Week 1 : 2015/04/23 - 2015/04/24

The first week was really short, only two days.
We did :
  • Set up our computers
  • Set up git and clone the repository locally
  • Booked an appointment with our Chalmers supervisor
  • Wrote a planning report draft
Next week goals :
  • Finalize the planning report
  • Generate all component diagrams (6-8 files) - Write a bash script to do this automatically.
  • Study the diagrams and together with our supervisor at Ericsson define areas of improvements (specifications) - see previous post for preliminary ideas -
  • Get familiar with AMZ format, PlantUML and Graphviz to see what it is possible to do with these tools. 

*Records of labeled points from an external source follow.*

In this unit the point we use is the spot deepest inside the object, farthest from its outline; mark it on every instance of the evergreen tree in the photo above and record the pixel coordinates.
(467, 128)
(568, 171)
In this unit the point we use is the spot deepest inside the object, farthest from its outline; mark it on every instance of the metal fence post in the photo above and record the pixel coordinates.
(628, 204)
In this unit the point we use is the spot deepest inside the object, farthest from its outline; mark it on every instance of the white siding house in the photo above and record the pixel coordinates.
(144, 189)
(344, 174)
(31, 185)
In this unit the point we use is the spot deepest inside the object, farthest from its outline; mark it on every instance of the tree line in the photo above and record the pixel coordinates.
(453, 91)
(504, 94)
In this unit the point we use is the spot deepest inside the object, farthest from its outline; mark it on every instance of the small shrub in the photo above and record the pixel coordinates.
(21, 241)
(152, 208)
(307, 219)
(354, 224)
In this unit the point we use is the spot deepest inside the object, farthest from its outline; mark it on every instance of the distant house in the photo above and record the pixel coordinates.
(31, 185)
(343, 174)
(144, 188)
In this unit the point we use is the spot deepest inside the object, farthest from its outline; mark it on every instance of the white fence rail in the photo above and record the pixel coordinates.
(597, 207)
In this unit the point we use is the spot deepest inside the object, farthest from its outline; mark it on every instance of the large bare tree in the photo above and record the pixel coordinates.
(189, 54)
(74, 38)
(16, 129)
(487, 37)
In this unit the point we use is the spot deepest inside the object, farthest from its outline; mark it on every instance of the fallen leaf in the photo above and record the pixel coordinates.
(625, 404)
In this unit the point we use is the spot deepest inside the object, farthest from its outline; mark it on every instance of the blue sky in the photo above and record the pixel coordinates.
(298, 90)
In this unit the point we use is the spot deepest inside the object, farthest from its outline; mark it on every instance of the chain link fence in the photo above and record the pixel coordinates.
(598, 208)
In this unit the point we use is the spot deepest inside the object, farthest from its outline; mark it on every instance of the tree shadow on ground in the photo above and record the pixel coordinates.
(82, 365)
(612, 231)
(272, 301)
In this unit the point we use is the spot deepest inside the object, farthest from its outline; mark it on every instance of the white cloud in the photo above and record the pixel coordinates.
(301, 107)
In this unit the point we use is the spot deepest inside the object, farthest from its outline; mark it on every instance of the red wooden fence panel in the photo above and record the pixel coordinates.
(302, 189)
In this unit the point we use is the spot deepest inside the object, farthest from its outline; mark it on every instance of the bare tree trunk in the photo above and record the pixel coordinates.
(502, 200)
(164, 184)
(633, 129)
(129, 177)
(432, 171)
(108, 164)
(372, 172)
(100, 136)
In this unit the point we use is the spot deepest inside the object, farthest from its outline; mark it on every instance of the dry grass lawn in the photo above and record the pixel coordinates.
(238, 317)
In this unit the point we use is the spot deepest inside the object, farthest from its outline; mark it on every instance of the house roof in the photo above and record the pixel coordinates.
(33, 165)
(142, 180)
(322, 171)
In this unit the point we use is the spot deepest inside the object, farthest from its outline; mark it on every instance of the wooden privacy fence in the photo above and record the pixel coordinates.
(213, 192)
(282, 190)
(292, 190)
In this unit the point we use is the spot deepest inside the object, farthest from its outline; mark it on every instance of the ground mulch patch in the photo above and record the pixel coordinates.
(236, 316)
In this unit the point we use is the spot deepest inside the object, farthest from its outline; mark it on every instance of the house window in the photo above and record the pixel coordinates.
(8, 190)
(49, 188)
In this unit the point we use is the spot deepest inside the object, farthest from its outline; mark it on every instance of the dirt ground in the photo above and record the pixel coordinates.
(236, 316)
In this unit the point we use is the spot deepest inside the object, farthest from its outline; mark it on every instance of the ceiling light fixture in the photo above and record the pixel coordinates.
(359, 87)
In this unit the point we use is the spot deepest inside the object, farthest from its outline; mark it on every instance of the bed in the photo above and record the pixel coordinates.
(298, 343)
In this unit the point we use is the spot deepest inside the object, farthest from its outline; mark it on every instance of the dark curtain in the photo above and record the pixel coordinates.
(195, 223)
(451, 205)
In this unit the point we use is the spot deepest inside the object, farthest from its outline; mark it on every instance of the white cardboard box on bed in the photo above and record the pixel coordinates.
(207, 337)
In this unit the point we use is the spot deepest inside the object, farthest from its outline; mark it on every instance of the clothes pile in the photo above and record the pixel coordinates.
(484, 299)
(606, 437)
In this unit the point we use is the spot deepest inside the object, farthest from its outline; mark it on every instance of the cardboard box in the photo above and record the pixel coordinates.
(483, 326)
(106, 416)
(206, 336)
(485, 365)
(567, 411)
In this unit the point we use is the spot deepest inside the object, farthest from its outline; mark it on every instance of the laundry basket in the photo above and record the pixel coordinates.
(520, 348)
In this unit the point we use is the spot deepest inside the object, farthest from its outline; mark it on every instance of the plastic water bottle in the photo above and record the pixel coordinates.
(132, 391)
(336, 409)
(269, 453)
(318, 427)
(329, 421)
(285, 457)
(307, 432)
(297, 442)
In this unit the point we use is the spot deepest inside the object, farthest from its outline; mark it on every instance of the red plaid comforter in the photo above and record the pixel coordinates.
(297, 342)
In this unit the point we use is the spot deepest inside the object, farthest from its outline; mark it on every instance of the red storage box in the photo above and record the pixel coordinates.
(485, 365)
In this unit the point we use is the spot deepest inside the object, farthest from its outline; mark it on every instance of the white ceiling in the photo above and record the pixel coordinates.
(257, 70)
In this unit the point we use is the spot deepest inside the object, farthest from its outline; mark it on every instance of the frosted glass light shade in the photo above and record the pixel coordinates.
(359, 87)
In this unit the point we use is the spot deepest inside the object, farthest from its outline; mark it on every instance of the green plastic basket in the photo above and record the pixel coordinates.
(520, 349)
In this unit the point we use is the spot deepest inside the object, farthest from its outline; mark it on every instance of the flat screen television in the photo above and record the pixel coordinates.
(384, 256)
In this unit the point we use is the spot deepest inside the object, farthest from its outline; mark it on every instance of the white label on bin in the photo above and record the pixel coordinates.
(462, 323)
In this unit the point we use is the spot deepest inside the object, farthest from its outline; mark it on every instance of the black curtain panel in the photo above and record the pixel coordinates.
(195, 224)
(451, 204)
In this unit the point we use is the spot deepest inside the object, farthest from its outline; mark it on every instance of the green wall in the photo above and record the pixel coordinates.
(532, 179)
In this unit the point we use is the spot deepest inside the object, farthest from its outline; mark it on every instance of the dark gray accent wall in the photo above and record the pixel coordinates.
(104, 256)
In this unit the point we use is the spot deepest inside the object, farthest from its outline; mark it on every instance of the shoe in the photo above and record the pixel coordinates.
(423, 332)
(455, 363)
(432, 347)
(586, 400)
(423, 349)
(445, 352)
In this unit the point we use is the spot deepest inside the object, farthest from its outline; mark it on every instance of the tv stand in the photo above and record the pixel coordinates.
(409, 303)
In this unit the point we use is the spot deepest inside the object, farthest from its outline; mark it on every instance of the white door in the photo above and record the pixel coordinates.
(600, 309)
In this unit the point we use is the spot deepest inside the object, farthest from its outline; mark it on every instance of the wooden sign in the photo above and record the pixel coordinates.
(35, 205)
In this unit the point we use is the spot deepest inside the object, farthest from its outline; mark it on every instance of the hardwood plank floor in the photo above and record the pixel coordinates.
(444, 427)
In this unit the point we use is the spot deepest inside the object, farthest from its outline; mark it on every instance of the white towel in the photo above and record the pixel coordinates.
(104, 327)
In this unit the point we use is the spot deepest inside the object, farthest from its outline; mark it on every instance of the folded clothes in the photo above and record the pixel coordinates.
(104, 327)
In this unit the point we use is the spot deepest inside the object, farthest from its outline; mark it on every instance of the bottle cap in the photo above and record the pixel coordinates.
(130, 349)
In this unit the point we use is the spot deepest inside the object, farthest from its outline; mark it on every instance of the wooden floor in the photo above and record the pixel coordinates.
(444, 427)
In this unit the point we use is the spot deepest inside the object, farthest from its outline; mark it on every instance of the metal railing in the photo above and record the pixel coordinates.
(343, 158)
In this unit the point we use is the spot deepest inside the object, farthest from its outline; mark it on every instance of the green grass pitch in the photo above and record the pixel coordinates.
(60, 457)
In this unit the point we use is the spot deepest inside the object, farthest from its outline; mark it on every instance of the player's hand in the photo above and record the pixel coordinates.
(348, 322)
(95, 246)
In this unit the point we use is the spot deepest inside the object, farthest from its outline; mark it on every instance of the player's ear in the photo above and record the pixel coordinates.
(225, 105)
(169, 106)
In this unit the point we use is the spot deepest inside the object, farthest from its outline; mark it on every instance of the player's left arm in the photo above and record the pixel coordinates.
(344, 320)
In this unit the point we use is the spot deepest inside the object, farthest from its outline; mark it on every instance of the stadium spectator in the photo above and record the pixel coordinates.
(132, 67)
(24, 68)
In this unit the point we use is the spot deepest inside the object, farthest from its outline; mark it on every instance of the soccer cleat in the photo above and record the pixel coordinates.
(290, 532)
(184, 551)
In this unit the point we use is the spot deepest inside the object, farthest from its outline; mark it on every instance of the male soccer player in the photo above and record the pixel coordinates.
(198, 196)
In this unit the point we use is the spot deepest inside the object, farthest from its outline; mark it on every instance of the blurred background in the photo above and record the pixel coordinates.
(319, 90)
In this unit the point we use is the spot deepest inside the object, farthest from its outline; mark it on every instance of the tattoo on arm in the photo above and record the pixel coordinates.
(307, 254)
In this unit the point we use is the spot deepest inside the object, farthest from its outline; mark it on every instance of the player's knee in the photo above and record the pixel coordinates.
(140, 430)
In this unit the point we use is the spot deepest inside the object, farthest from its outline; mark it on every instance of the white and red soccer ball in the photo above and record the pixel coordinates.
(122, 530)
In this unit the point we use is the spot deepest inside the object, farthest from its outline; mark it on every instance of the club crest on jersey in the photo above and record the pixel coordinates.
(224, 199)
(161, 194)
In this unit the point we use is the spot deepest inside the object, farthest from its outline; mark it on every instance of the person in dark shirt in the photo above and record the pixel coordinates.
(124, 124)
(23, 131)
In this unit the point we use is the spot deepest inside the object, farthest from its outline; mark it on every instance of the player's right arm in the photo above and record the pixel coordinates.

Thesis preliminary time plan


Current date: 2015/04/27

Planning report and background study

Planning report draft : 2015/04/24 - 2015/05/01
Planning report meeting with supervisor : 2015/04/27
Planning report final version : 2015/04/27 - 2015/05/04
Planning report due :  2015/05/04
Background research : 2015/04/24 - 2015/05/15

Experimentation - Implementation


Experiment test:   3 weeks.  2015/05/18 - 2015/06/05
Design and implementation of the solution : 4 weeks. 2015/06/08 - 2015/07/03

Integration - Documentation - Finalization

Test and set-up the solution :  3 weeks.  2015/07/06 - 2015/07/24
Documentation for Ericsson : 1 week.  2015/06/27 - 2015/07/31
We are planning on writing our final report continuously and book the last three week for final reviews. 2015/08/03 - 2015/08/21


Opposition dates
To be announced

Problem formulation


As stated in the previous post, the aim of this thesis is to provide an optimized way to generate readable component diagrams from textual models.


The department describes its software models in a self-created language called AMZ (amazon) YAML based. From these files, our solution should generate good-looking and readable diagrams.
The team is currently using PlantUML and is able to generate both component and activity diagrams automatically. Unfortunately, component diagrams are not readable for complex systems. 
There are many lines crossing, long stretches across the drawing area, small text over components,...

Some areas of reflection on diagram generation improvement :   
  • Component positioning  
Refine the set of rules governing component placement.
  • Line crossing avoidance
Refine the set of rules to avoid as much line crossing as possible.
  • Line length minimization
    Refine the set of rules to minimize line length and therefore avoid long stretches across the drawing area.
  • Color coding
Define a color code to group items together visually and make the diagram more readable.
  • Components/interfaces modelization
    Play with different modelization techniques to improve readability. For example, the following component/interface modelization are equivalent.

  • Abstraction level
    Work on proposing different abstraction levels. For example : package level, detail level,...
  • Cardinality factor positioning
    In the auto-generated example, we can see that many cardinality factors are positioned on lines or components. One improvement idea could be to work on a better placement.
  • Ports
Instead of having lines from within a package (over component) going inside another package, we could try to use ports.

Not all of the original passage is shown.